If any of the following apply to you:

  • Age more than 65
  • Have a major underlying illness, like inflammatory bowel disease, chronic liver disease, or chronic kidney failure.
  • Are receiving treatment for a C. difficile infection while also taking antibiotics for a separate disease.

The following methods may be used to treat recurrent illness.

  • Antibiotics. One or more courses of a medicine may be used as part of an antibiotic therapy regimen for recurrent infections. The medications are typically not the same kind of antibiotics that were previously utilized. With each consecutive recurrence, antibiotic therapy becomes less effective.
  • Antibody-based therapy. Human antibody against the C. difficile toxin B, bezlotoxumab, is a treatment that has been found to lower the risk of recurrent C. difficile infection in people who are at a high risk of recurrence.
  • Fecal Microbiota Transplant (FMT). FMT has been researched in clinical trials as a potential treatment for many recurring C. difficile infections. Although the U.S. Food and Drug Administration has not approved FMT, it may be used as an experimental technique for C. difficile infection. You must sign a consent form that details the procedure’s advantages and disadvantages. FMT is often referred to as an intestinal microbiota transplant or a stool transplant.

By using specialized tubes that are introduced via your rectum, FMT replaces healthy intestinal bacteria in your colon. Before being utilized for FMT, donors are rigorously screened for medical issues, their blood is examined for infections, and their feces are checked for parasites, viruses, and other infectious germs.

According to studies, FMT performed once or more times has a greater than 85% success rate in treating recurrent C. difficile infections.

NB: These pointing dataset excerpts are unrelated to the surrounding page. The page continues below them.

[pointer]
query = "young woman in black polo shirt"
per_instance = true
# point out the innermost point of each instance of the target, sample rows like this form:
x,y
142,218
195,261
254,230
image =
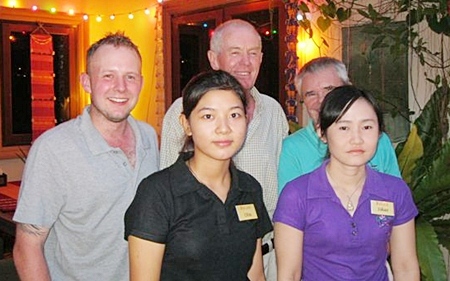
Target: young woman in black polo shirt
x,y
201,218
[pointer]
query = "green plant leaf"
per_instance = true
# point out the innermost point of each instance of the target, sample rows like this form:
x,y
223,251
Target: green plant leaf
x,y
343,14
412,151
441,226
436,184
431,260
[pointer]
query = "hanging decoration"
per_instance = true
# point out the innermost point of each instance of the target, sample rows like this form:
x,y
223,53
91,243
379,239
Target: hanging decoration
x,y
42,81
291,7
159,70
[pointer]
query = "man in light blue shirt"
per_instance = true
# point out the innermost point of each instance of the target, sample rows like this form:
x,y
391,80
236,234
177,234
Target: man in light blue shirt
x,y
303,151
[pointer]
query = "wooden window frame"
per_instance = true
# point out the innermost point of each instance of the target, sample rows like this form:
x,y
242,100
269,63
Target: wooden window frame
x,y
76,59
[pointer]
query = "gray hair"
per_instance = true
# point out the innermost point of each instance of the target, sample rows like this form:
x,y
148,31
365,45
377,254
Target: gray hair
x,y
318,64
216,42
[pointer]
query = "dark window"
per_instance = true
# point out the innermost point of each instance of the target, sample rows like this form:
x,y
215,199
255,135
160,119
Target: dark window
x,y
16,77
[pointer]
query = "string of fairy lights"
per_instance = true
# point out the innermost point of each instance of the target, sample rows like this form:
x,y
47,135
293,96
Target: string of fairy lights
x,y
86,16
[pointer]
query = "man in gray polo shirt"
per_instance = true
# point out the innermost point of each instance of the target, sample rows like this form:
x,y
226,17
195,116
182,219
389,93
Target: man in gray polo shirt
x,y
81,176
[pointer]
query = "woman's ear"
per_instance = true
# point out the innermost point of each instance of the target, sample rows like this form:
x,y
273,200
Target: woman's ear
x,y
185,124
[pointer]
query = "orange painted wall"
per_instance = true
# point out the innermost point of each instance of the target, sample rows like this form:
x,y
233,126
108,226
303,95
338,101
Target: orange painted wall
x,y
141,29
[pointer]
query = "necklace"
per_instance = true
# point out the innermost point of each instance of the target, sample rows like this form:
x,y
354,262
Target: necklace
x,y
349,206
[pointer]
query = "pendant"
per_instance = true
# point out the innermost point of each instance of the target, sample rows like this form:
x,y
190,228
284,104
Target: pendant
x,y
350,206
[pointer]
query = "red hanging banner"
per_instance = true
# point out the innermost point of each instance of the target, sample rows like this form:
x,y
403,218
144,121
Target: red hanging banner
x,y
42,81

  • Probiotics. Probiotics, which are supplements or foods containing beneficial microorganisms, are intended to support the stability and growth of the body’s “good” bacteria. However, their role in contributing to C. difficile infections remains a subject of debate. The effectiveness of existing probiotic products in preventing or treating C. difficile infections has not been consistently demonstrated through research. While advanced probiotics are still under investigation, they are not currently available for the treatment or prevention of C. difficile infections. Researchers continue to explore their potential utility in this regard.